Import-substitution : 13,5 milliards de FCFA pour booster la production locale du riz, poisson, maïs et lait en 2025

Des documents contractuels ont en effet été signés, le 14 août 2025, entre l’Etat du Cameroun, représenté par le ministre de l’Economie, de la Planification et de l’Aménagement du Territoire (Minepat), Alamine Ousmane Mey et certaines structures opérationnelles  publiques dans le cadre de la mise en œuvre du Plan Intégré d’Import-Substitution Agropastoral et Halieutique  (PIISAH).

C’est un soutien financier conséquent de l’Etat pour soutenir la politique d’import-substitution au Cameroun. 9,2 milliards de FCFA au profit de la Banque Camerounaise des PME (BC-PME), et 4,3 milliards de FCFA pour la Sodepa ; l’Irad ; UNDVA ; Office céréalier ; les projets Viva Logone et Viva Bénoué. Soit en tout, 13,5 milliards de FCFA pour soutenir ces structures opérationnelles publiques impliquées dans la mise en œuvre du Plan Intégré d’Import-Substitution Agropastoral et Halieutique (PIISAH). Pour Amadou Aman, DGA de la BC-PME, ce sont des «…des ressources substantielles très importantes à mettre à la disposition du secteur privé dans les spéculations vues tout à l’heure avec le ministre. Ceci relance fondamentalement la Banque dans une nouvelle orientation plus conforme à son objectif, plus conforme à sa pratique ».

Le PIISAH, comme l’a rappelé Alamine Ousmane Mey, « a pour but évidemment, de permettre au Cameroun d’économiser de précieuses ressources, de renforcer sa souveraineté alimentaire, de réduire l’impact négatif des importations sur la balance commerciale, à travers notamment l’augmentation de la production agro-pastorale et halieutique, ainsi que la transformation locale des produits agricoles.
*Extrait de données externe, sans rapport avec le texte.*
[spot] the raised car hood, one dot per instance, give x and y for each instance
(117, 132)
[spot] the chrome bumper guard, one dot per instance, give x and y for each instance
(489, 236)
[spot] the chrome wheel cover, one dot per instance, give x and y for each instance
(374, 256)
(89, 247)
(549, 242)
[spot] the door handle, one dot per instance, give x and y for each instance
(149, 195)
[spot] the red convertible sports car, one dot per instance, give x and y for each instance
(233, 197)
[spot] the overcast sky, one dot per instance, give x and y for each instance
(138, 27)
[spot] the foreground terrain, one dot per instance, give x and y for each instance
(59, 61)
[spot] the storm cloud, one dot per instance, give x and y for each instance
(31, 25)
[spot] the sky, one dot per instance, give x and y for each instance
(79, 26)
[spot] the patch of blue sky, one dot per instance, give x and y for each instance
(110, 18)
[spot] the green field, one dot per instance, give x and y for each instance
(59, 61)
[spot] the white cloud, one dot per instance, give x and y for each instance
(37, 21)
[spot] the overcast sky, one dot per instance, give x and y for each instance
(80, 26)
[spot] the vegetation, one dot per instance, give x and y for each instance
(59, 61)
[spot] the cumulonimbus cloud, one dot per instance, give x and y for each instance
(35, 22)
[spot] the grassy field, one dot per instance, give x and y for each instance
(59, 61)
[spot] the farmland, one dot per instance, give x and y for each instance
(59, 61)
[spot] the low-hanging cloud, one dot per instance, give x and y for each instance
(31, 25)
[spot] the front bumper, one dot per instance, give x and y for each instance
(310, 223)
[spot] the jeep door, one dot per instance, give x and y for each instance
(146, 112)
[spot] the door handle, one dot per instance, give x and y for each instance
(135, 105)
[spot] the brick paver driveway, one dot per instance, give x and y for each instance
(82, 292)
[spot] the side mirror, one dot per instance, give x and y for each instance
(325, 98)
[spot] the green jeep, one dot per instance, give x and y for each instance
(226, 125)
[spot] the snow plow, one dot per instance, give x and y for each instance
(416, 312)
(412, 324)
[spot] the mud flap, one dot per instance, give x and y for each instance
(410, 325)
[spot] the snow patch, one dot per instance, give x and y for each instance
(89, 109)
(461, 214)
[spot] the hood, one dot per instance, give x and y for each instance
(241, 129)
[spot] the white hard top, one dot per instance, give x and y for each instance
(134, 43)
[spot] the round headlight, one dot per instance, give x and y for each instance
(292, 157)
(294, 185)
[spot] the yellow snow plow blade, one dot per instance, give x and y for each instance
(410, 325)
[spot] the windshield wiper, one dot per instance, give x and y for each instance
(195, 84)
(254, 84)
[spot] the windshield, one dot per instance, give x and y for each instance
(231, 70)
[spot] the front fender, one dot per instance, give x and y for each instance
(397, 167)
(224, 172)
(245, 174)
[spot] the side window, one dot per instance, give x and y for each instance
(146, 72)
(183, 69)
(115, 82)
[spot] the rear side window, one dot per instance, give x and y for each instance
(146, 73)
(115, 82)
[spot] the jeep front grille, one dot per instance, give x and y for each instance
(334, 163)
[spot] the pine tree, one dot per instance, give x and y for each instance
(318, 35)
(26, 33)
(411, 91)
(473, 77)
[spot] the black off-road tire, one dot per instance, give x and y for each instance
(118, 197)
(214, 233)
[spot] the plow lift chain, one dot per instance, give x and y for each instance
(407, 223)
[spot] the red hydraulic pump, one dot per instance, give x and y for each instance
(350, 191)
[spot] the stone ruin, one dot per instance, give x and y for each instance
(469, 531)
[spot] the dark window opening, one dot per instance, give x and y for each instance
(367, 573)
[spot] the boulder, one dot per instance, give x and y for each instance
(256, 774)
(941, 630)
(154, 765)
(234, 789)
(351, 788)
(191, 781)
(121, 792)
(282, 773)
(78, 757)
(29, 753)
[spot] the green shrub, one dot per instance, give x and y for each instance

Dans cette dynamique, le Cameroun renforce opportunément l’intégration des chaînes de valeur et crée davantage des emplois pour sa jeunesse ». En effet, faut-il le rappeler, en importation des biens alimentaires, le Cameroun dépensait en moyenne 3 000 milliards de FCFA par an entre 2013 et 2021. La facture a atteint 4 000 milliards en 2022 avec la survenance de la pandémie du Covid-19. Ce qui a considérablement détérioré la balance commerciale du Cameroun. Le déficit était évalué à environ 1 500 milliards de FCFA en 2022. Cette situation découle du volume considérable des importations de certains produits, tels que le huile, le poisson, le blé, le maïs, l’huile de pâle, le lait.

S’agissant du riz, le Cameroun a dépensé environ 265 milliards de FCFA pour importer plus de 840 000 tonnes en 2022, bien que la production soit suivie d’une tendance haussière depuis l’année 2014. Pour ce qui est du poisson, si la production nationale a connu une augmentation depuis l’année 2015, les importations ont représenté en volume de plus de 240 000 tonnes en 2022. Le coût estimé est de plus de 200 milliards de FCFA.

A travers le PIISAH, le gouvernement projette donc l’augmentation de la production des denrées à forte consommation telles que le riz, le poisson, le maïs et le lait, tout en garantissant une gestion des périodes de soudure qui permette à la fois de satisfaire le marché, mais aussi de le satisfaire de manière abordable, compte tenu du pouvoir d’achat des populations. Pour ce qui est du riz par exemple, l’optique est de satisfaire la demande nationale évaluée à plus de 600 000 tonnes. Il est question de doubler sa production pour la porter de 500 000 tonnes actuellement à peu près 250 000 tonnes. Pour ce qui est du poisson, l’ambition des pouvoirs publics est de couvrir largement le besoin national estimé à plus de 300 000 tonnes, etc.